In 1992, representatives from most of the countries in the world met in Rio de Janeiro to adopt a framework for international action on the issue of the increasing concentrations of greenhouse gases in the atmosphere. The accepted scientific view is that the increasing anthropogenic release of greenhouse gases (most notably, CO2, methane, and NOx, CFCs, and water vapour) will result (and may have already) in significant changes to the Earth’s climate system, including a substantial warming at the Earth’s surface. It was felt that efforts must be made to reduce both the level of emissions and the overall concentration of greenhouse gases in the atmosphere.

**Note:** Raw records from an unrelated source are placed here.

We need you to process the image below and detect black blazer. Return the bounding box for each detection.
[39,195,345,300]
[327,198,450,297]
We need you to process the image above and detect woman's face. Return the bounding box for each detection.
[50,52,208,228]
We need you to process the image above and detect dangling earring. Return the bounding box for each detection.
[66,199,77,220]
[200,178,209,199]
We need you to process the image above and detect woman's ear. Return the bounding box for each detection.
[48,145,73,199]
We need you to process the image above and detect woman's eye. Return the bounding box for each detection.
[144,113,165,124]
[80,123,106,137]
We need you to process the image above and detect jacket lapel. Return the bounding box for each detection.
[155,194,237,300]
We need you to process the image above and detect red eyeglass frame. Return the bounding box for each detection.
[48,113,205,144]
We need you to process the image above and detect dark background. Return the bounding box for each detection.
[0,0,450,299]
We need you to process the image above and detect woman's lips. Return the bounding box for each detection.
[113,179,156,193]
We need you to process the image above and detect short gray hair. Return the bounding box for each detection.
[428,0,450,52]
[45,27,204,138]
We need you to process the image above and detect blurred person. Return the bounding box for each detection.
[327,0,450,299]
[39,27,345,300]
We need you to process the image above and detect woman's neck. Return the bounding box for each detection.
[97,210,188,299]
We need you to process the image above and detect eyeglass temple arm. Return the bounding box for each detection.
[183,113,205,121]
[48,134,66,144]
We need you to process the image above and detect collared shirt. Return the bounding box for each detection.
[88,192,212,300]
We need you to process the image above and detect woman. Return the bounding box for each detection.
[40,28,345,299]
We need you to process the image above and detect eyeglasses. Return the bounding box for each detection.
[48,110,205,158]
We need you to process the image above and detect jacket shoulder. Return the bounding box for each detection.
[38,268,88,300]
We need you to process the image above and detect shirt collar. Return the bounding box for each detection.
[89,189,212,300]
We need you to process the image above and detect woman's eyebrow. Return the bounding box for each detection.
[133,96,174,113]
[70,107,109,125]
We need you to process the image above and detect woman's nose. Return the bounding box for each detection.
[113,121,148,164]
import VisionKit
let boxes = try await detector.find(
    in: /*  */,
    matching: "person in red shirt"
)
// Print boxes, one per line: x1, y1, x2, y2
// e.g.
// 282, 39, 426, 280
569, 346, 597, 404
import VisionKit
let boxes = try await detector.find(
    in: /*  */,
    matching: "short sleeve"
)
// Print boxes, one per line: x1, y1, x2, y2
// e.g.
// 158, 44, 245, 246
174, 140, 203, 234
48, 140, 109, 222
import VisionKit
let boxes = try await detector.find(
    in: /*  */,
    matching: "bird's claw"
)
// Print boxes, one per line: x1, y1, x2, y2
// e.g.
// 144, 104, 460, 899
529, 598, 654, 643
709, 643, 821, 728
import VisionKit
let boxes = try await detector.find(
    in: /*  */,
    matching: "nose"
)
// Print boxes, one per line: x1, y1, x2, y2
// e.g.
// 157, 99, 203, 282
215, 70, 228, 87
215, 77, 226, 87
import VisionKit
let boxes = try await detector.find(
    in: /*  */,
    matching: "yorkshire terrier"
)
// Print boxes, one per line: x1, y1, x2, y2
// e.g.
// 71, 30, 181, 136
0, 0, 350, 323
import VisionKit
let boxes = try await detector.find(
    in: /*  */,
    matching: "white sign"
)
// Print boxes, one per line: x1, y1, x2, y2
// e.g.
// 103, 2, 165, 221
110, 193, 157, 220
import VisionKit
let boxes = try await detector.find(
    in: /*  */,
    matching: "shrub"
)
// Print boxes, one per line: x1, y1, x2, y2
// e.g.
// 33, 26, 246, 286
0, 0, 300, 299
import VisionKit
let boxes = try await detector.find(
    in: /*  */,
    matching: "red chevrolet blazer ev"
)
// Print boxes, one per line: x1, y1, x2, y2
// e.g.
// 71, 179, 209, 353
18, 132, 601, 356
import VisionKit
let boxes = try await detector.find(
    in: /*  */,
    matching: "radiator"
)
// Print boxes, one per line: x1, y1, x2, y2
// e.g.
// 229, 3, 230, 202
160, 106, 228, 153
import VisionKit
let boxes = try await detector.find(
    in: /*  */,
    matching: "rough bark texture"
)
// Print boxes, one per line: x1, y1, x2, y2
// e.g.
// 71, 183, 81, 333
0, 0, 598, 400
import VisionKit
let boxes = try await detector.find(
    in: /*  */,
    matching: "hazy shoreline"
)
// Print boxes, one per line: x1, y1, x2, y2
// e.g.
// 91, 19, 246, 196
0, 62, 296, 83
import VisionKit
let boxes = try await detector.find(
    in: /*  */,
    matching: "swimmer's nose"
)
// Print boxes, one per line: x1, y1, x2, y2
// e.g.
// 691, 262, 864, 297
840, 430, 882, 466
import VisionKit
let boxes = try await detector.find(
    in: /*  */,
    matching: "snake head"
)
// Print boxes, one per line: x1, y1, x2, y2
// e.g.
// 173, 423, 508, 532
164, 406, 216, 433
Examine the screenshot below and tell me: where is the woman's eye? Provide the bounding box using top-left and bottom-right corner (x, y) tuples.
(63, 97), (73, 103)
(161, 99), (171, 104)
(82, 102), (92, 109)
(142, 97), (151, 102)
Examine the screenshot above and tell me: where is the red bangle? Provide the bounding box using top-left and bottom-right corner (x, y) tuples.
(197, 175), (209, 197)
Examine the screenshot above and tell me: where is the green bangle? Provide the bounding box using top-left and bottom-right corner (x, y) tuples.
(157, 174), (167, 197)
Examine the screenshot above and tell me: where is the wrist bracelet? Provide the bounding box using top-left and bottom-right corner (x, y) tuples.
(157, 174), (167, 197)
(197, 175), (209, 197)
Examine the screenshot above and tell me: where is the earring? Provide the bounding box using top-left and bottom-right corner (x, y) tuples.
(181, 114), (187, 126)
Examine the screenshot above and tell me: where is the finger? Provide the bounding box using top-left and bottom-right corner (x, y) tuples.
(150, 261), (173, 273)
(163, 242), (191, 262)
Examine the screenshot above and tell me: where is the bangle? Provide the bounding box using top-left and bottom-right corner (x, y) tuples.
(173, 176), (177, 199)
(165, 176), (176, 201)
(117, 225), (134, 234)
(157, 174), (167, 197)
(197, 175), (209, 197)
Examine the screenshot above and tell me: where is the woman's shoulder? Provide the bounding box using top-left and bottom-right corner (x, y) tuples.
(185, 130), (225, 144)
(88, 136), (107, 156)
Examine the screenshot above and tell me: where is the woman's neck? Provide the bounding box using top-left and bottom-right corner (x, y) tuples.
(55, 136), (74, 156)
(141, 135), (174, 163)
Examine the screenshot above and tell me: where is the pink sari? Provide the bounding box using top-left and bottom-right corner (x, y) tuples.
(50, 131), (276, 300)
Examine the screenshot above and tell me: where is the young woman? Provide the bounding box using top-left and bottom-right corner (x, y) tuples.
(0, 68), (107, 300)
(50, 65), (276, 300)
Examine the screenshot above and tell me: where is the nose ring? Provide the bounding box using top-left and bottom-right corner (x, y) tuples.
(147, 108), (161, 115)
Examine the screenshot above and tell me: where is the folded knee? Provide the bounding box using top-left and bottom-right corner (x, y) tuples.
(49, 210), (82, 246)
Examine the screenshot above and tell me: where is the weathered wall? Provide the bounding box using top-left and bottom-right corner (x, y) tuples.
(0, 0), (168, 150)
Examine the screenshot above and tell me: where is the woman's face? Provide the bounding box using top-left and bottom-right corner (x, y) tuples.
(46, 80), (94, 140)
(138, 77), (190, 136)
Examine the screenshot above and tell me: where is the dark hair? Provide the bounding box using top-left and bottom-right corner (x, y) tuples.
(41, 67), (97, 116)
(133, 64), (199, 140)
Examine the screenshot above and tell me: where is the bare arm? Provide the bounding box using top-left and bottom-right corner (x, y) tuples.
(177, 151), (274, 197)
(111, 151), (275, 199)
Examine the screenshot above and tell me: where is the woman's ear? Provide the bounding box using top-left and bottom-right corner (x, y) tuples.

The resulting framework – the UN Framework Convention

on Climate Change (UNFCCC) – provided an initial step toward this emission reduction goal. The UNFCCC has now been ratified by over 180 countries and entered into force in March 1994. Subsequent to this, the Convention was supplemented with the Kyoto Protocol (agreed to at a meeting in Kyoto, Japan, in December, 1997), which identified specific emission reduction targets for 39 developed countries (so-called Annex B countries, since these commitments are listed in Annex B of the Protocol). The Protocol represents a binding agreement to reduce the global emission of greenhouse gases. To date, the Protocol has been signed by 84 countries and ratified by 37. To take the force of international law, 55 countries representing over 55% of the total greenhouse gas emissions globally must ratify the Protocol. However, in the spring of 2001, the Bush administration in the US announced that it would not ratify the Protocol and would not be bound by its provisions. At the time of this writing, the Parties to the Convention have just completed a two-week meeting in Bonn (officially the Conference of the Parties 6, part II or COP 6.II) in an attempt to revise the Protocol to a point where it is acceptable to most, if not all, countries in the world. The Earth Summit in Durban, South Africa, in September 2002, however, failed to ratify the Protocol.